In this post I will show you a proof of concept that can be used to turn a series of geo-tagged images into a video with a CAMM or GPMD telemetry track.
Over the last month I’ve introduced the concepts of how telemetry is stored in mp4 video files in both CAMM and GPMF standards. If you missed any of the posts, start by reading them in order here;
- Part 1: An introduction
- Part 2: A high-level introduction to the mp4 specification
- Part 3: Structuring telemetry trak’s in mp4 videos
- Part 4: CAMM
- Part 5: CAMM
The aim of this exercise was to learn how telemetry is housed in videos so we could create videos with embedded telemetry using Trail Maker so that the telemetry would not be lost over time with GPX files going missing,
Telemetry Injector is a proof-of-concept script to try and implement our understanding.
Overview
The logic in Telemetry Injector has been purposely designed to be fairly simplistic. At a high-level it works as follows:
- takes a:
- series of geo-tagged images;
- or a video file with an accompanying GPX file
- If image input, parses out the telemetry into a GPX file
- If image input, creates a video file from photos
- Creates a CAMM or GPMF binary file from GPX and appends it to any existing
mdat
media - Create a corresponding
moov
>trak
box to describe the injected telemetry.
To demonstrate this, I’ll first start by walking you through how to run the script;
Installing Telemetry Injector
First, lets start by installing the software;
git clone https://github.com/trek-view/telemetry-injector
cd telemetry-injector
python3 -m venv telemetry-injector_venv
source telemetry-injector_venv/bin/activate
pip3 install -r requirements.txt
Once installed, Trail Maker can be used in the following way, for photos;
python3 telemetry-injector.py [-c|-g] -i INPUT_IMAGE_DIRECTORY/ -o OUTPUT_VIDEO_FILE.mp4
For videos;
python3 telemetry-injector.py [-c|-g] -v INPUT_VIDEO.mp4 -x FILE.GPX -o OUTPUT_VIDEO_FILE.mp4
Where;
-g
: Flag to use GPMF metadata injection.-c
: Flag to use CAMM metadata injection.-i
: Input image directory.-v
: Input mp4 files, should be mp4 video.-x
: Input GPX files, should be mp4 video.-o
: Output video file containing metadata.
Note, Telemetry Injector can be used with either flat or equirectangular images (it will automatically detect these on input and write the correct spherical tags in video output if input is equirectangular).
Injecting Telemetry
Video input
Telemetry Injector allows you to input a video without existing telemetry and inject it using an accompanying GPX file.

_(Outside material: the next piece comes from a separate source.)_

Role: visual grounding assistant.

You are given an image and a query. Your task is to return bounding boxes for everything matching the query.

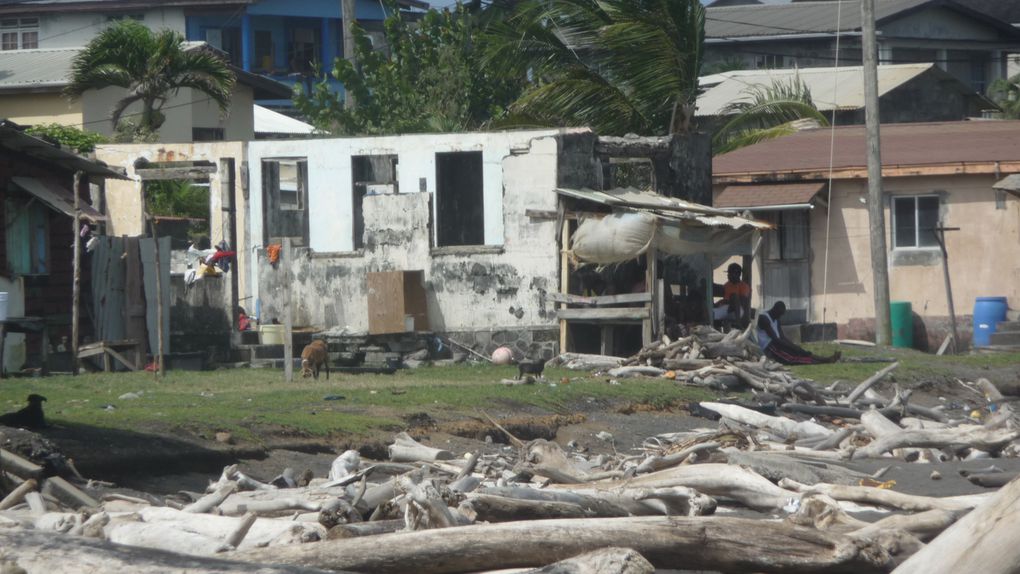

There is one important considerations with video inputs owing to the fact this script is just a proof of concept; the count of frames in the video must match the number of GPX points in the file or you will receive an error. This is because Telemetry Injector uses the same time scale for the telemetry as per the original frame rate.
Video Input Example 1: CAMM (Equirectangular)
Check frames;
ffprobe -v error -select_streams v:0 -count_packets \
-show_entries stream=nb_read_packets -of csv=p=0 GS018421.mp4
605 frames.
ffprobe GS018421.mp4
Looking at the tracks;
Stream #0:0[0x1](und): Video: h264 (High) (avc1 / 0x31637661), yuv420p(tv, bt709, progressive), 5376x2688 [SAR 1:1 DAR 2:1], 116401 kb/s, 29.97 fps, 29.97 tbr, 600 tbn (default)
Metadata:
creation_time : 2022-01-27T16:59:43.000000Z
handler_name : Core Media Video
vendor_id : [0][0][0][0]
encoder : H.264
Side data:
spherical: equirectangular (0.000000/0.000000/0.000000)
Stream #0:1[0x2](und): Audio: aac (LC) (mp4a / 0x6134706D), 48000 Hz, stereo, fltp, 188 kb/s (default)
Metadata:
creation_time : 2022-01-27T16:59:43.000000Z
handler_name : Core Media Audio
vendor_id : [0][0][0][0]
Only audio and video exist.
Equirectangular input with 605 frames, out is CAMM;
python3 telemetry-injector.py -c -v GS018421.mp4 -x 605-points.gpx -o GS018421-out-camm-equi.mp4
Checking the output using ffprobe;
ffprobe GS018421-out-camm-equi.mp4
Shows a new stream, the new CAMM track;
Stream #0:2[0x2](und): Data: none (camm / 0x6D6D6163), 2 kb/s
Metadata:
creation_time : 2020-08-08T14:48:25.000000Z
handler_name : CameraMetadataMotionHandler
Examining even more deeply with exiftool;
exiftool -ee -G3 -api LargeFileSupport=1 -X GS018421-out-camm-equi.mp4 > GS018421-out-camm-equi.xml
And taking a snippet of that output, we can see the injected telemetry;
<Track3:HandlerType>Camera Metadata</Track3:HandlerType>
<Track3:HandlerDescription>CameraMetadataMotionHandler</Track3:HandlerDescription>
<Track3:OtherFormat>camm</Track3:OtherFormat>
<Track3:SampleTime>0 s</Track3:SampleTime>
<Track3:SampleDuration>0.20 s</Track3:SampleDuration>
<Track3:AngleAxis>0 5.51012976947947e-40 -1610612736</Track3:AngleAxis>
<Track3:SampleTime>0.20 s</Track3:SampleTime>
<Track3:SampleDuration>0.20 s</Track3:SampleDuration>
<Track3:AngleAxis>0 5.51012976947947e-40 -2147483648</Track3:AngleAxis>
<Track3:SampleTime>0.40 s</Track3:SampleTime>
<Track3:SampleDuration>0.20 s</Track3:SampleDuration>
<Track3:AngleAxis>0 5.51012976947947e-40 -3221225472</Track3:AngleAxis>
Video Input Example 2: GPMF (Equirectangular)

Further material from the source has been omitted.